Nineteen sixty-four grows in significance, for me, with every passing anniversary. Tuesday the 25th being the 50th anniversary of Muhammad Ali becoming The Greatest.
On Feb.25, 1964, the 22-year-old boxer defeated fearsome heavyweight champion Sonny Liston. Mighty Liston failed to answer the bell for the seventh round. Cassius Clay, as Ali was known at the time, was a 7-1 underdog.
For many of us, Ali has been the champ ever since.
It was cool in recent days to see the photos of Ali–just a week before this fight–clowning with The Beatles. The Fab Four, in Florida to perform their second appearance on The Ed Sullivan Show, went to Ali’s training camp for the photo op. What a month of February that was in ’64 with these pop culture icons converging in the same place at the same time.
People sometimes ask me, after 30 years covering television, to single out the most famous celebrity I ever met. Hands down the answer is Muhammad Ali. It happened, strangely enough, in Florida. I was invited to a Television Hall of Fame induction. This was 20 years ago, in 1994.
Howard Cosell was being inducted, and Ali, as well as Sugar Ray Leonard, was there to pay homage to one of TV’s greatest sportscasters.
I approached Ali a fan, shook his hand, and told him how, back in Toronto in 1974, I listened to a blow-by-blow description of the famous fight against George Foreman, known as the “Rumble in the Jungle.” This was the fight where Ali used the rope-a-dope technique to lean back on the ropes, cover himself with his arms and wear out his opponent.

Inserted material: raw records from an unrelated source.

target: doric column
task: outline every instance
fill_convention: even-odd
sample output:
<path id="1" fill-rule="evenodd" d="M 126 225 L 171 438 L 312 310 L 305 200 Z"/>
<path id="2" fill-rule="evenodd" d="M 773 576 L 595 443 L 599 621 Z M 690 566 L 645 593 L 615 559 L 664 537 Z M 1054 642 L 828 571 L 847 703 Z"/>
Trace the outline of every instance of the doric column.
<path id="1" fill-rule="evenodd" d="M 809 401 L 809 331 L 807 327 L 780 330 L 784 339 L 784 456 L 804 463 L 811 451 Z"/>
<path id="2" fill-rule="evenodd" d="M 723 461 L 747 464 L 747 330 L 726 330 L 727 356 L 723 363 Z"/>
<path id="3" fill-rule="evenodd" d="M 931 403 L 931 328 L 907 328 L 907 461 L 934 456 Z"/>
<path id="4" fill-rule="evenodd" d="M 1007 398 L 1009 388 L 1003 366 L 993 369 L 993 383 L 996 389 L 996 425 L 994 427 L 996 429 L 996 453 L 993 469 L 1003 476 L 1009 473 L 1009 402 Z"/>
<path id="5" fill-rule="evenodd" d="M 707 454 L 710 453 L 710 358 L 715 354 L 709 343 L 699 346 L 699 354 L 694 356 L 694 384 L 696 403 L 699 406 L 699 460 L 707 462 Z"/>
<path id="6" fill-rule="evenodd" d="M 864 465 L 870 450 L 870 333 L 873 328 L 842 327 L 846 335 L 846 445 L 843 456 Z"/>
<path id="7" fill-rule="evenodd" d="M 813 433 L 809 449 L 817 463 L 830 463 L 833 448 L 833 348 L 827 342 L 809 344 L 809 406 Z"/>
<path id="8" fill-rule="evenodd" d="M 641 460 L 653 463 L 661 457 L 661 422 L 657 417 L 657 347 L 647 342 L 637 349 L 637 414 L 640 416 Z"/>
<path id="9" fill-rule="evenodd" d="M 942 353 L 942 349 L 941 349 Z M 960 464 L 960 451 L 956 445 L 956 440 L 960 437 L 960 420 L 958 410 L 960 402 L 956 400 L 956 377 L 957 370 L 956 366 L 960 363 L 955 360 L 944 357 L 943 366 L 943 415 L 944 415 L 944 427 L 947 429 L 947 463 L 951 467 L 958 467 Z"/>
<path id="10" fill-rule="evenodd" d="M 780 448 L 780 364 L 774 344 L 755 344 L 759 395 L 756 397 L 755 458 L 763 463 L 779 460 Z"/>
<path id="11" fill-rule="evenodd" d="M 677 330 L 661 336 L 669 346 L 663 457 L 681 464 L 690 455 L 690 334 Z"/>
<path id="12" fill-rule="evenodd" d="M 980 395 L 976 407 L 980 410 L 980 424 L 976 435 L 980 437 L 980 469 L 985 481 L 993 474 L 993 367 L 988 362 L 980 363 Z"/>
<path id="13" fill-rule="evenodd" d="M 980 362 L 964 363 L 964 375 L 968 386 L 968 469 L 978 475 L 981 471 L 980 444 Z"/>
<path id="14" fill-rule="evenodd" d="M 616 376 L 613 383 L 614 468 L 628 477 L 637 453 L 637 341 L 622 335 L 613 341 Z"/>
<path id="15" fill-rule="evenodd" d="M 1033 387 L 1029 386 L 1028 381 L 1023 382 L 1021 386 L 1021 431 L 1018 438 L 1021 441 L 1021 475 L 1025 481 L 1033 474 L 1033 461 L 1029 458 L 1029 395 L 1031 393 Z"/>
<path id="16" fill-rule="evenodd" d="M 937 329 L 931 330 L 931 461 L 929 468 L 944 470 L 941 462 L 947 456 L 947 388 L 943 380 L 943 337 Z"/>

On the radio, it sounded like Ali was getting killed by Foreman, then the knockout king of boxing.
I had an art project due the next day at school and, while listening to the fight, was banging away at a sculpture with a chisel with every punch Ali seemed to be absorbing. Foreman wore himself out and by the eighth round Ali dropped his opponent.
I took that sculpture to art class the next day and got one of my best marks ever.
I got to tell that story to Muhammad Ali. He smiled, bent down, released an attache case he had been holding. He was already showing clear signs of Parkinson’s.
He stood up again and held his hands in front of my face, palms up. He then began to pull a large, multi-coloured hanky out of one hand.
He was doing a magic trick. For me!
Ali then stuffed the entire, tablecloth-sized sheet into his other hand. He opened his fist, and the hanky was gone.
Ali smiled again, and then removed the fake thumb on his hand, revealing the hidden scarf.
One of the photographers at the Hall of Fame event snapped a couple of shots of the two of us and later, very kindly, sent me the slides. It’s great to have those photos, but I’ll never forget that magic moment.